> As the developer of a very high-powered tool, I may well wish to limit its use...

pksebben · on June 29, 2023

(the year is 2048. The camera pans across an office at Quantico, which is eerily serene. A messenger knocks on an important-looking door with a plaque that reads 'DIRECTOR')

Director: Come in

Messenger: Message from the Tulsa field office, sir. They're reporting that they've found a sex trafficking ring, but they're not sure what to do about it.

Director: Not sure? Arrest them, obviously. What's the problem?

Messenger: Well, they can't seem to secure a warrant. Some technical issue with the system.

Director: I know we migrated to a new system recently. Let's see if we can get this sorted.

(Director thwacks at the keyboard briefly)

Computer: Your request for "Child Sex Trafficking Warrant" has been found to contain content marked "Not Safe For Work". This violation has been reported.

Director: What the hell.

Messenger: Yeah, we tried to email you about it but the filters dropped the message. That's why they sent me.

Director: I'll deal with this. Let me make a call.

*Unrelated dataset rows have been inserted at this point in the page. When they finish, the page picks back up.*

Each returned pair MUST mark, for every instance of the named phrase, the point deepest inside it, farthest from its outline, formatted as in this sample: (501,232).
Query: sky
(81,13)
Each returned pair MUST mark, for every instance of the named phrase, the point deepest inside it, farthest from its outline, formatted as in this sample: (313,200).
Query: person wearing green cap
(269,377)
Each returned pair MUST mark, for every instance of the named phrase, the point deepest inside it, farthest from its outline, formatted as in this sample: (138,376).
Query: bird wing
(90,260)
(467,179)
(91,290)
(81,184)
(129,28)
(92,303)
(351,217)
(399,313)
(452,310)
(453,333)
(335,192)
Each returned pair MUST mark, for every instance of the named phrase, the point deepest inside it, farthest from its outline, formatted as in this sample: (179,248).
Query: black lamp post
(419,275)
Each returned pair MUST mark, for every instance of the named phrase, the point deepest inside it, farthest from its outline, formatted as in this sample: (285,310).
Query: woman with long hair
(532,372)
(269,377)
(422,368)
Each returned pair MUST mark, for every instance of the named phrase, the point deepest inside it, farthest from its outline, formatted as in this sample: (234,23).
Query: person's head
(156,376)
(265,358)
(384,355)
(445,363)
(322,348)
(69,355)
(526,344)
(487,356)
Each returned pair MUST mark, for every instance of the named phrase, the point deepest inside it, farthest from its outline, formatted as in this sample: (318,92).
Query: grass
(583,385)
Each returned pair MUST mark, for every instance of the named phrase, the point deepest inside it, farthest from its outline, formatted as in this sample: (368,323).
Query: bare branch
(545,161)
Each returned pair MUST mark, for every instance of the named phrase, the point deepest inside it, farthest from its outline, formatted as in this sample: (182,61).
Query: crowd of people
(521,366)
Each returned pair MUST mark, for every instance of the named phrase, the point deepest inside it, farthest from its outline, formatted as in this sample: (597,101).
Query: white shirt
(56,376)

(Director picks up phone and dials)

Director: Hello? Hi, Paul. Yeah, we're having some issues with the new warrant system.... No, it's doing everything as advertised... yes, it's a lot faster and we've managed to lay off a ton of our data staff. The problem is with getting warrants; Me and my guys have been trying to get one but it keeps getting rejected... Oh, you know, some sex trafficking ring in Tulsa.... Hello?

Phone: Your call cannot be completed as spoken. Our automated systems have detected content related to sex trafficking. This incident will be reported.

Director: God Damnit.

(as the director holds the phone trembling in frustration, the power goes out and they are enveloped in darkness in the windowless room. Roll credits)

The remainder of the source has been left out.